Commento di Michelle Mazel
(Traduzione di Yehudit Weisz)
In passato, un Presidente francese poteva dire, come fece il Generale de Gaulle, “Israele, nostro amico nostro alleato”. Quel tempo è finito. Nel conflitto arabo-israeliano, la Francia ha scelto di adottare incondizionatamente la narrativa palestinese. Questo si traduce in posizioni unilaterali. Se è ovvio che la politica israeliana è tutt'altro che immune alle critiche, le decisioni di Ramallah non lo sono da meno.

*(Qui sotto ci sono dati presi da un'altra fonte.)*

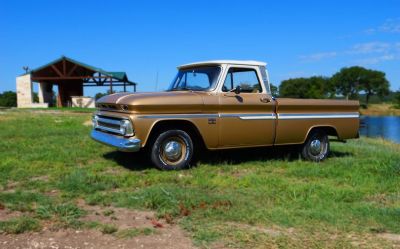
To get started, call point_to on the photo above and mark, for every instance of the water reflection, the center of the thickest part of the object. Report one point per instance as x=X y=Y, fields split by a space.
x=386 y=127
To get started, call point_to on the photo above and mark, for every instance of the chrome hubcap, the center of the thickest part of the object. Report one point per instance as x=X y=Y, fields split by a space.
x=315 y=147
x=173 y=150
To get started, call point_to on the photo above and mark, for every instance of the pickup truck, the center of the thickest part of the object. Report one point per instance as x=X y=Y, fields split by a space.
x=219 y=105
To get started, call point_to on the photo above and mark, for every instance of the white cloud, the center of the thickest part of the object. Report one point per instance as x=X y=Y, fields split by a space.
x=362 y=53
x=391 y=25
x=318 y=56
x=370 y=47
x=376 y=60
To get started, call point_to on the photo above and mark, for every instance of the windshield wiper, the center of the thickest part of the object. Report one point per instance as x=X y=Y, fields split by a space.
x=181 y=89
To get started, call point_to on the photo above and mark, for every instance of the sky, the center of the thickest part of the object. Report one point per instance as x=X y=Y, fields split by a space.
x=149 y=39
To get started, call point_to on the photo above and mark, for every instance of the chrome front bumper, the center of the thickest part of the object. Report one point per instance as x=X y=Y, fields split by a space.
x=121 y=143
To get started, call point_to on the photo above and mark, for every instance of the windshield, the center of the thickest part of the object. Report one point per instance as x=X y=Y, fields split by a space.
x=195 y=79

Ci sarebbe piaciuto sentire forti condanne contro il virulento antisemitismo che si manifesta nei libri di scuola dell'Autorità Palestinese e condanne non meno forti contro il sostegno di Ramallah ai terroristi colpevoli di aver ucciso civili israeliani - uomini, donne e bambini. La realtà è molto diversa. Se vengono uccisi dalla polizia, gli assassini vengono elevati al rango di martiri, alle loro famiglie viene garantita una rendita vitalizia. Forse non intenzionalmente, ma non senza saperlo, la Francia sta contribuendo a perpetuare il clima di odio che rende difficile una soluzione pacifica alla questione palestinese. Lo stesso vale per la Striscia di Gaza. Il Quai d'Orsay non si pronuncia sui lanci di razzi contro i villaggi e i kibbutz di confine, non ha nulla da dire sui palloncini incendiari o carichi di esplosivi che devastano campi e foreste. Non abbiamo visto diplomatici francesi prendere posizione contro la vergognosa trattativa di Hamas, che cerca di monetizzare la restituzione dei poveri resti di due soldati israeliani, ma li abbiamo invece sentiti invitare l'IDF a esercitare più moderazione e ad evitare “rappresaglie sproporzionate”. Inoltre, abbiamo avuto l’impressione che tutti i media francesi si fossero mobilitati per sostenere “la grande marcia del ritorno” e “le manifestazioni popolari spontanee” pronte a far sì che centinaia di migliaia di abitanti di Gaza irrompessero entro i confini di Israele riconosciuti internazionalmente.